- linux
- l1
- runbook
- linux-memory-management --- Portal | Level: L1: Foundations | Topics: Linux Memory Management | Domain: Linux
Runbook: OOM Killer Activated¶
| Field | Value |
|---|---|
| Domain | Linux |
| Alert | node_vmstat_oom_kill > 0 or dmesg shows "Out of memory: Killed process" |
| Severity | P1 |
| Est. Resolution Time | 20-40 minutes |
| Escalation Timeout | 30 minutes — page if not resolved |
| Last Tested | 2026-03-19 |
| Prerequisites | SSH access to the node, sudo or root access, access to process metrics (Prometheus or top) |
Quick Assessment (30 seconds)¶
# Run this first — it tells you the scope of the problem
free -h && dmesg | grep -i "oom\|killed process" | tail -20
Step 1: Check dmesg for OOM Kill Events¶
Why: The kernel logs exactly which process was killed, its PID, how much memory it used, and what the system-wide memory state was at the time of the kill.

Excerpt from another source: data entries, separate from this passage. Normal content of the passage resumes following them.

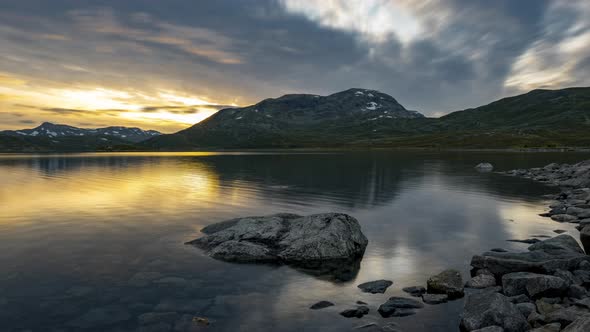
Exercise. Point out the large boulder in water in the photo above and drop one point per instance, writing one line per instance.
(285, 238)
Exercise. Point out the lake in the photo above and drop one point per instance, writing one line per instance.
(93, 242)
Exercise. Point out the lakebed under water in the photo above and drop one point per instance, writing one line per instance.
(93, 242)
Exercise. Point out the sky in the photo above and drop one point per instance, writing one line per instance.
(166, 65)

# Show all OOM events from the current boot
sudo dmesg | grep -i "out of memory\|oom_kill\|killed process" | tail -30
# More detailed: show the full OOM block including memory map
sudo dmesg | grep -B5 -A20 "Out of memory"
# Check systemd journal for OOM events (persists across reboots)
sudo journalctl -k | grep -i "oom\|killed process" | tail -30
[12345.678901] Out of memory: Killed process 12345 (java) total-vm:4096000kB, anon-rss:3900000kB, file-rss:10000kB
[12345.678902] oom_reaper: reaped process 12345 (java), now anon-rss:0kB, file-rss:0kB
/var/log/syslog or /var/log/kern.log for historical OOM messages.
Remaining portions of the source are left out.